Done this way, the loop is not a productivity tool. It is an active-learning protocol. Every article is a synthesis exercise that forces me to defend a thesis against three different research traces, work through ten or fifteen drafts of the argument, and check every factual claim against an independent validator. The cognitive work that happens during a single article is, in my experience, equivalent to what I would have learned in a full graduate seminar on the same topic, compressed into a week and shaped to a specific question that mattered to me at the time.
This is the practice the trilogy implies but did not name. I named it for myself out loud, here, because the implication is doing real work in my life and I want to put it in front of people who might find it useful.
What this is not
It is not a substitute for the institutional infrastructure the trilogy described. The active-learning loop solves the individual version of the validator-atrophy problem. It does not solve the enterprise version. An organization deploying agents to a hundred engineers cannot ask each engineer to run a personal five-LLM orchestration. The structural answer (rate-aware sampling, drift detection, validator rotation, the missing supervisor role) still has to be built at the institutional level. What I built solves my problem. It does not solve theirs.
What I would say to a reader asking whether they could do something similar: the specific stack does not matter. The roles matter. Find the version of the spine document that fits your work. Run the research step in parallel using whatever instruments you have access to, not because more sources is better but because triangulation surfaces disagreement and disagreement is where you learn.
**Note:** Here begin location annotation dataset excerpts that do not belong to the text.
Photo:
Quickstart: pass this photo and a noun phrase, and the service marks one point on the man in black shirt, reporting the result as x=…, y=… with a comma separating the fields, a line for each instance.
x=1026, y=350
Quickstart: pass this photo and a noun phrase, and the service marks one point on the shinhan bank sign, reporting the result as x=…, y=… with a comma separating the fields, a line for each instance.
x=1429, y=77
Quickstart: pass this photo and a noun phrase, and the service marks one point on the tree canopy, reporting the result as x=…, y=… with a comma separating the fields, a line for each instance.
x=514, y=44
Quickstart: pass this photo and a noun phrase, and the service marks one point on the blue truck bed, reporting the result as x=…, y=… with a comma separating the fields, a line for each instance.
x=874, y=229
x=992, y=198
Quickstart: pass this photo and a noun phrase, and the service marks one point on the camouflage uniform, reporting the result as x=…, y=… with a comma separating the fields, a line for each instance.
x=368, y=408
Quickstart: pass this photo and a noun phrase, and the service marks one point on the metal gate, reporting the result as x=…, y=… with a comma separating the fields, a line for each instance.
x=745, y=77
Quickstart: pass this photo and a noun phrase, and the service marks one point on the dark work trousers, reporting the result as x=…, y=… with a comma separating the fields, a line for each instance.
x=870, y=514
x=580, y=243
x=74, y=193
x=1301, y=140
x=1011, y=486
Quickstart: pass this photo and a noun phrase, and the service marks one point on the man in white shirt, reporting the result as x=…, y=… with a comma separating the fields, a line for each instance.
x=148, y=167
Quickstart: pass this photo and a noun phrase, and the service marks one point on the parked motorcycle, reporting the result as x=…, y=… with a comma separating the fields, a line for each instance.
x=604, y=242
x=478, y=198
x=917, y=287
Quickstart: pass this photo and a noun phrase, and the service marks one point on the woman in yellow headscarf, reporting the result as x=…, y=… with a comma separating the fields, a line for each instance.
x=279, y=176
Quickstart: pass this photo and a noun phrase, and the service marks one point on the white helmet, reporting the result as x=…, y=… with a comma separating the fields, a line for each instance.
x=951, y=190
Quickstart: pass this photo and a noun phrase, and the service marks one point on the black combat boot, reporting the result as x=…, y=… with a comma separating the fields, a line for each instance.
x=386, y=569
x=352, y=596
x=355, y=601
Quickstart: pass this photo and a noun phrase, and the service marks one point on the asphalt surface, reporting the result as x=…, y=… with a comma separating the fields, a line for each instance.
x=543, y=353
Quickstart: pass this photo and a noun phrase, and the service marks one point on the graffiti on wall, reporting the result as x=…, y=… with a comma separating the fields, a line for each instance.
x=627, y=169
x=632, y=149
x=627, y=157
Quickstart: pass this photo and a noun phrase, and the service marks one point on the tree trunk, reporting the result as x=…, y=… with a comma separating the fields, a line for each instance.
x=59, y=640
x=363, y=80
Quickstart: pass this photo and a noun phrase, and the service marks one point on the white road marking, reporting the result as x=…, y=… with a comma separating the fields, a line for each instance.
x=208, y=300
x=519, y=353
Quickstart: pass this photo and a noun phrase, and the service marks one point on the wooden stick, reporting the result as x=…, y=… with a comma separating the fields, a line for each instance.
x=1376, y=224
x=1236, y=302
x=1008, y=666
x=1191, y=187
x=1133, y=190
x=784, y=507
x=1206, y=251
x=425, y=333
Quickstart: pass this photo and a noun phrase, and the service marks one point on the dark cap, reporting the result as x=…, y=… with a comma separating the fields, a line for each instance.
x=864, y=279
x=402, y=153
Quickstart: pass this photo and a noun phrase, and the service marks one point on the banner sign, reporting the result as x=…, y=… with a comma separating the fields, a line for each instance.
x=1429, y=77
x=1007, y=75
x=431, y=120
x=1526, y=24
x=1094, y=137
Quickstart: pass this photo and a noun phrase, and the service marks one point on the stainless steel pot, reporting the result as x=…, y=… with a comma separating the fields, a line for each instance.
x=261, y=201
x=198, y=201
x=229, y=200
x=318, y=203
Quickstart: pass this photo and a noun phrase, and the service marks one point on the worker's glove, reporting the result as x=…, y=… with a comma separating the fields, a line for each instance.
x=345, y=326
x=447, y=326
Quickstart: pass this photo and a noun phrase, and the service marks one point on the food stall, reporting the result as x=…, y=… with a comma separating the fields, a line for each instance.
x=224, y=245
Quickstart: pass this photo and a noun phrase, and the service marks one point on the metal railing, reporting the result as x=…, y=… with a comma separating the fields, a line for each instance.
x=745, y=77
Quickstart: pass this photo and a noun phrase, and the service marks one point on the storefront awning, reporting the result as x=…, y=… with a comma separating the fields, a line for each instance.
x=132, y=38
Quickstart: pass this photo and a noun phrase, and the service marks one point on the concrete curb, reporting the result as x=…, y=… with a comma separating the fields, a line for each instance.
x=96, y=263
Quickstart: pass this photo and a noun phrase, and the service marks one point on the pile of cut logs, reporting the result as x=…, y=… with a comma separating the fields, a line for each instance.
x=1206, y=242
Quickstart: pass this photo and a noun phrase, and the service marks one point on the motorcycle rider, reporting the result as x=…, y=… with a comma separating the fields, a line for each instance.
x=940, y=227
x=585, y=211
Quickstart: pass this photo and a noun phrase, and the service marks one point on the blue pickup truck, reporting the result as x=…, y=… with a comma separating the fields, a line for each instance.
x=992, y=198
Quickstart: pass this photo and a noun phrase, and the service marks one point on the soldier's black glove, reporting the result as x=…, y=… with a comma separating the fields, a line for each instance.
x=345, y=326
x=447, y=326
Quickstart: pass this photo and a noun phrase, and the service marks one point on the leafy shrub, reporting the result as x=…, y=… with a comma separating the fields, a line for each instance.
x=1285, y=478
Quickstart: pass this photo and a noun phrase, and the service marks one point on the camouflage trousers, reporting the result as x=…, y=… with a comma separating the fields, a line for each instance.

Use one model to draft and another to validate. Keep a catalog from the first piece, before you think you need one. Treat yourself as the supervisor at the top of the loop, not as the user of a tool.
The trilogy named what is missing in the enterprise. This piece names what is possible for the individual practitioner who is not waiting for the enterprise to catch up.
The library is still the right model. The library is just bigger now.
This is a companion piece to the three-part series on the personnel infrastructure that does not exist for AI agents. The trilogy described what is missing structurally. This piece describes what one person built without waiting.